Banks exist because of Trust, lenders and borrowers need a safe medium to exchange the main product “money”. Banks also exist because of the bridges they build “relationships”. These relationships trigger expectations “Services” and “Products” that can only thrive and survive in a secured and well regulated environment. The performance of all these factors creates a level of Confidence that Banks and Rating Agencies monitor carefully.
What do Customers need?
A recent study on Global Banks done by Ernst & Young, indicates that retail banks are entering a new era. Setting out a clear strategy is becoming more difficult as regulatory and political intervention changes the market structure, and banks are under enormous pressure to restore public confidence in the role that they play in society. As banks respond to these structural pressures across markets and strive to obtain a competitive advantage, the challenge remains to keep the customer experience and wider brand perceptions central to all strategic thinking.
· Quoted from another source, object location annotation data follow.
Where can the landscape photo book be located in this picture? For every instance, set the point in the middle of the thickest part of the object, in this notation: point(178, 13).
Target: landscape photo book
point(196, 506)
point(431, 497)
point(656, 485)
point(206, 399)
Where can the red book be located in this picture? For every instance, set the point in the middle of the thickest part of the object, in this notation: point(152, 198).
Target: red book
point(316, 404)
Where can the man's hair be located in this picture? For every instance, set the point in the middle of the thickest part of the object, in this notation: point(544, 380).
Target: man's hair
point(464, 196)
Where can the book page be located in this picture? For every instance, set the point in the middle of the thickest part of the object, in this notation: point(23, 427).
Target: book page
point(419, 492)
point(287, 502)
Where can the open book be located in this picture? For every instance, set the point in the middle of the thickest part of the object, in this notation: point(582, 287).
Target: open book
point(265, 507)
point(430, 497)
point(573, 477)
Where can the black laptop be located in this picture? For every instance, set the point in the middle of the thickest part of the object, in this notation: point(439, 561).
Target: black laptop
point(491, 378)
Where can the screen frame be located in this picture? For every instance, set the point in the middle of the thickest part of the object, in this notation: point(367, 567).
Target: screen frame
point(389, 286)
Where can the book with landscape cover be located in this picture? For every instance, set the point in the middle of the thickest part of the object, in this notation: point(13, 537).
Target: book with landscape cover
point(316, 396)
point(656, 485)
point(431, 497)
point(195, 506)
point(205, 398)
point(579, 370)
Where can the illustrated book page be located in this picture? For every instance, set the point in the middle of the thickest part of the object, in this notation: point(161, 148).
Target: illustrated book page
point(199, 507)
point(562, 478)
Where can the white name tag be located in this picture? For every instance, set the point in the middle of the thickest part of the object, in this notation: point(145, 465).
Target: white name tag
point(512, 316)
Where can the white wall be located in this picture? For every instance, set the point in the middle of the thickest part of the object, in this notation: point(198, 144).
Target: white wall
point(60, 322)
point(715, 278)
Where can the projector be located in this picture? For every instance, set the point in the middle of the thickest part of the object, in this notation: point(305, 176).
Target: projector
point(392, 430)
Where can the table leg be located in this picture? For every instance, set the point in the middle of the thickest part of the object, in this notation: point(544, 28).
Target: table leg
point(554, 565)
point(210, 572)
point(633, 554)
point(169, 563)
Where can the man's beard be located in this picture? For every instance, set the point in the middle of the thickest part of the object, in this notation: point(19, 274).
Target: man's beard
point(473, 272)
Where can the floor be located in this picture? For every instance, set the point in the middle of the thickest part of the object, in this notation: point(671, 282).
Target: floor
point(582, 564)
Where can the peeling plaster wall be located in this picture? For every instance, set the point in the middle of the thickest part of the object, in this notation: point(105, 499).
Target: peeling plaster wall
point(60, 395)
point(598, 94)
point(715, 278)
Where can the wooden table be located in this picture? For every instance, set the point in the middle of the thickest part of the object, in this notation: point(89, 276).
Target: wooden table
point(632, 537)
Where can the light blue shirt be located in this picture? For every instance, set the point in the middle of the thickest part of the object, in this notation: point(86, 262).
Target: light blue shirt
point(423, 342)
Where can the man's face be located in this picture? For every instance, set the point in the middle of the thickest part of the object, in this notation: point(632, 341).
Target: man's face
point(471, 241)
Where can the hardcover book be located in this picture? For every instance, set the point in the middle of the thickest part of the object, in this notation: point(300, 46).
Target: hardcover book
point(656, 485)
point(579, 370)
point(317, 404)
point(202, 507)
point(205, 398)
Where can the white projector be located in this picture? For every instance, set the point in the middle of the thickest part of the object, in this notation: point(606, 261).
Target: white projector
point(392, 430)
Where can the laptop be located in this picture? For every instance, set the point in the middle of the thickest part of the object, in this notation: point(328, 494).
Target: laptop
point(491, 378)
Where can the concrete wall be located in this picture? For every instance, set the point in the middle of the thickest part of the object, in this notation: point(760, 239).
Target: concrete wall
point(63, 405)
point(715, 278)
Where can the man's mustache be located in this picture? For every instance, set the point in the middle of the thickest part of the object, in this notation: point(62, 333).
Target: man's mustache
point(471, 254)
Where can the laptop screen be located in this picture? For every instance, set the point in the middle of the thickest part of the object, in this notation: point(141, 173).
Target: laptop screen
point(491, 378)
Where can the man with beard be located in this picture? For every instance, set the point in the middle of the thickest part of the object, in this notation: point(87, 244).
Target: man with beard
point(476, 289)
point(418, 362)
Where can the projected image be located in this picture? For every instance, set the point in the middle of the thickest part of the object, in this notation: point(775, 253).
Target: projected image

Since then many Banks were established and many have disappeared but all managed to make the Bank experience of the simple user (basic customer) very complicated. The majority of Bank customers around the world have basic needs such as deposits, loans, payments and collections while Banks spend a huge amount of investments on marketing other products where the marginal profit for the Bank is high and the level of customer understanding of these products is very humble. By not listening to what the audience needed and by creating fictive products around mortgages and other complex derivatives, the world witnessed the 2008 Financial Crisis that started a new era in the Banking sector and changed the results of all previous studies and prognosis around the Future of Banks in the next decades.
The lost Confidence in Banks
The impact of the latest Banks and Brokers bankruptcies is massive. The effects were not limited to the local markets, customers and shareholders were generally Global and in one way or another remote economies were affected too. Even other Banks that were not involved in the crisis suffered a loss of customer confidence. According to Ernst & Young’s report on customer confidence, 44% of customers (globally) say that their confidence in the Banking Industry has decreased in 2010. Within Europe, the UK (63%) Germany (61%) and Spain 58% have seen the largest falls in customer confidence. However emerging markets trust has risen, with 75% of respondents in India.
The next challenge is to rebuild trust and try to gain back the confidence of the customers. This needs more than a sound management and a tight risk management process. Banks need to come closer to their customers and provide the service the customer needs instead of selling the product the Bank needs to sell. Customers in 2012 and onwards are generally updated on the spot with all local and global events. With the spread of Internet even in remote areas and the rapid spread of smart phones, Banks need to invest more in interactive and social media, branding and mobile phones applications that keep the customer at a closer contact with their Bank. Fortunately the competition between Banks will push this process forward and we will allow the customer to have access to the needed services on demand.
Who will lead the Banking Industry in the next 40 years?
According to a study published by PWC in 2011, Emerging Markets Economies (EM) Banking sectors are expected to outgrow those in the developed economies. Based on PWC’s model, by 2050 the leading E7 emerging economies could have domestic banking assets and profits that exceed those in the G7 by around 50%.
Source: PWC Projections of domestic banking assets in the E7 and G7
Emerging Economies are expected to overtake the leadership of the Banking Sector in the next decades. Ranking and names can change but the basic reasons why Banks exist will always remain the same in principle; providing the service that the customer needs in a secure and suitable environment. Going back to the roots might help the industry in rebuilding confidence. Simple, safe and less complicated products will dominate the future customers’ demands and an ultra-transparent Bank commissions, fees and charges will be a must for a confidence rebuild process.